Speaker: you are not just a product, you are a leader. You [00:33:00] are. Creating and the what I really just, I'm in awe, just what you just said, like that is something I hope every single person who listens to this podcast goes back and listens to that a few more times because that's beyond wisdom.

That's just. That makes me, I told you so proud. Just, I'm so grateful to have been a part of your journey and to see where you're continuing to go. Yeah. But what you are part of creating and the community you are creating, especially being a woman physician, I. You're gonna help so many people and not just patients.

You're gonna help a lot of other doctors and a lot of other people in healthcare as well. Yeah. I think what you've done and just as a me and that's something that also too I wanna comment on this before we close, that you didn't wait till you became a doctor to help people. You started helping people as a.
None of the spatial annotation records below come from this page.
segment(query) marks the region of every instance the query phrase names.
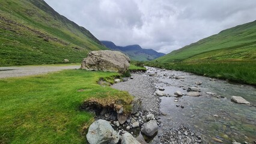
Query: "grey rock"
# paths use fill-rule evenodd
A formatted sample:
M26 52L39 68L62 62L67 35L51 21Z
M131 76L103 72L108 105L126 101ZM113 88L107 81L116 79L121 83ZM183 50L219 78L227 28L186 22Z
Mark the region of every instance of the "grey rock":
M90 144L117 143L120 138L109 122L103 119L96 121L90 126L86 137Z
M166 95L165 92L160 91L156 91L155 92L156 92L156 94L158 96L162 97L162 96Z
M139 116L139 113L137 112L136 113L135 113L134 114L134 116L136 116L136 117Z
M135 122L132 123L132 127L133 128L137 128L139 127L139 123L138 122Z
M216 79L213 78L210 78L210 81L216 81Z
M104 115L105 114L106 114L106 113L108 112L108 109L103 109L102 112L100 112L100 115Z
M128 118L128 115L117 114L117 119L120 124L123 124Z
M108 50L91 51L82 62L81 69L124 73L130 67L130 58L120 52Z
M130 119L130 122L131 122L131 123L133 123L133 122L136 122L136 120L135 120L135 119L134 119L134 118L132 118Z
M64 61L65 62L69 62L69 59L64 59Z
M175 77L175 79L185 79L185 77L183 77L183 76L177 76Z
M218 118L218 117L219 117L219 116L218 116L218 115L213 115L213 117L215 117L215 118Z
M122 80L123 80L123 82L127 82L127 81L128 81L128 78L127 77L123 77Z
M156 76L156 74L149 74L148 76Z
M165 89L162 87L162 86L159 86L159 88L158 88L158 89L159 89L160 91L165 91Z
M235 142L233 142L232 144L241 144L241 143L235 141Z
M120 79L115 79L114 81L115 83L118 83L118 82L121 82L121 80L120 80Z
M132 113L134 114L139 110L139 107L141 106L141 100L138 98L134 98L132 102Z
M120 126L120 124L119 123L118 121L115 122L115 125L117 125L117 127L119 127L119 126Z
M187 95L192 97L199 97L201 95L201 94L198 92L187 92Z
M174 94L176 95L177 95L177 96L182 96L182 95L183 95L183 94L182 94L182 92L180 92L180 91L177 91L177 92L174 92Z
M214 93L212 93L211 92L206 92L206 94L211 95L215 95L216 94Z
M249 101L246 101L243 98L241 97L238 97L238 96L232 96L231 101L235 102L236 103L239 103L239 104L250 104Z
M189 87L187 88L187 91L196 91L198 92L199 91L199 88L197 87Z
M158 125L156 120L151 120L148 122L144 124L144 127L141 129L141 132L146 136L151 137L158 130Z
M197 82L195 83L197 84L197 85L202 85L203 83L202 83L202 82Z
M117 112L117 113L120 113L121 114L123 113L123 112L124 112L124 107L121 107L121 109L118 110L118 112Z
M126 133L122 136L121 144L140 144L139 142L129 133Z
M147 115L147 120L151 120L151 119L154 119L154 114L150 113Z

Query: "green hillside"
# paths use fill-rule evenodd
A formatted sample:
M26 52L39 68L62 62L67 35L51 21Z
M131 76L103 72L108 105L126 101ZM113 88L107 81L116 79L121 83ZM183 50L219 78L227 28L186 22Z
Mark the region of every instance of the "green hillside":
M256 21L222 31L147 64L256 85Z
M106 49L90 31L43 0L0 1L0 67L80 62Z
M256 21L222 31L156 60L161 62L255 61Z

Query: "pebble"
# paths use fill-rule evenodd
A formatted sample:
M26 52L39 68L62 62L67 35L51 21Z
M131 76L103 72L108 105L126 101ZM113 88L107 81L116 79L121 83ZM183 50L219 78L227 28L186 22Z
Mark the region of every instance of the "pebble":
M218 117L219 117L219 116L218 116L218 115L213 115L213 117L215 117L215 118L218 118Z
M222 141L222 140L219 139L217 139L217 138L216 138L216 137L212 137L212 139L214 141L217 142L220 142L220 143L222 143L222 142L223 142L223 141Z

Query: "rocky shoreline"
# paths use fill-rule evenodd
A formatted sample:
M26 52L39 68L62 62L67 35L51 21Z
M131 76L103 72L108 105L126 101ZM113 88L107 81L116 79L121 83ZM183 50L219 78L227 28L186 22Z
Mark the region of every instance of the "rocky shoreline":
M216 94L215 91L210 92L212 91L209 91L206 86L209 86L212 83L215 83L218 80L200 77L178 71L148 68L149 71L147 73L133 73L131 78L123 79L123 82L116 80L117 83L111 86L113 88L128 91L135 97L135 99L141 100L141 107L136 112L125 118L123 121L124 122L121 123L118 121L119 111L111 112L102 109L96 115L96 119L107 120L120 136L132 136L132 137L136 137L136 139L133 139L134 140L141 143L226 143L228 141L230 143L239 143L235 142L236 139L230 139L227 134L220 136L215 134L204 134L206 131L209 132L206 127L198 128L197 125L191 125L192 123L187 121L188 120L203 122L203 119L198 119L198 117L203 115L207 115L208 117L206 117L206 122L202 124L209 124L212 121L225 122L224 121L230 119L218 113L210 113L206 112L198 114L198 111L202 109L198 109L200 107L197 104L192 105L192 103L198 100L212 100L225 104L228 103L228 104L233 105L234 103L230 102L231 100L249 106L253 105L248 104L245 102L245 100L240 97L232 97L228 102L225 97L218 94L218 92ZM165 107L163 109L163 106ZM169 109L170 108L172 109ZM195 109L196 110L193 111L192 109ZM206 107L203 109L206 109ZM218 110L218 109L215 110ZM189 115L185 116L185 115ZM176 116L178 116L177 118ZM181 119L179 120L179 118ZM144 127L145 125L147 126L147 124L151 124L151 121L155 122L155 125L157 125L155 127L158 128L157 133L153 134L152 133L156 131L153 130L147 134L151 137L145 136L145 133L142 136L141 134L145 133L143 130ZM151 124L150 125L154 124ZM223 127L227 129L227 127ZM234 127L232 126L230 128ZM154 127L150 129L156 130ZM230 134L229 131L227 133ZM236 133L234 134L237 134ZM127 140L126 137L120 138L118 143L121 142L121 139ZM121 143L125 142L122 142Z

As a college student, as a medical [00:34:00] student, yeah. You are already serving people. And I think the ability to learn how to do that, especially when we come up against conflict on a daily basis, which is everywhere in medicine, you never lose your compass. You never lose your why. And your circle of people that you are going to bless is just going to continue to grow.

So I really appreciate you being here on the podcast. I, yeah, absolutely. I'm just, again I'm in awe of what you are doing and what you have become. How's married life? I know you guys are kinda living apart right now, 

Speaker 2: yeah. No, it's great. I like we just signed a lease on a house in Huntsville and so it's all getting real now and and yeah, I should have gotten married sooner, but you know what, who was gonna, how's that gonna work?

It wasn't so 

Speaker: You guys have proven, it's having to be two professionals, having to be a part. Yeah. But look what you guys have been able to do and it's just beautiful. And I have to say, it's like Rachel, I just. So my daughter was the efficient at this wedding and [00:35:00] just said it was the most beautiful experience to be part of that.

And it was an army part of that for both of you. Oh yeah, but I think it is just it's a testament to it, your ability to. See how you wanna structure your life to see what your goals are and to just to continue to create a career that's gonna really help a lot of people. So I do have one quick favor before I let you go.

Yeah. What's up? After you finish your intern year, will you come back on the podcast? Oh, for sure. You, all 

Speaker 2: you have to do is just text me. I'll come back here. It's fine. 

Speaker: Cool. I love it because I feel like you've had so much wisdom to share and I think that learning curve is just going to. Go almost vertical as you hit this year, and I think you're gonna have even more wisdom to share with our listeners after finishing this intern year, but really appreciate you being here.

Thank you so much for your time. Absolutely. Thank you for having me. A link in the show notes if people want to find out about your programs, find out about South. I was also gonna put some of your publications on there as [00:36:00] well, so people can chase you down that way too. Sounds good. So thank you so much.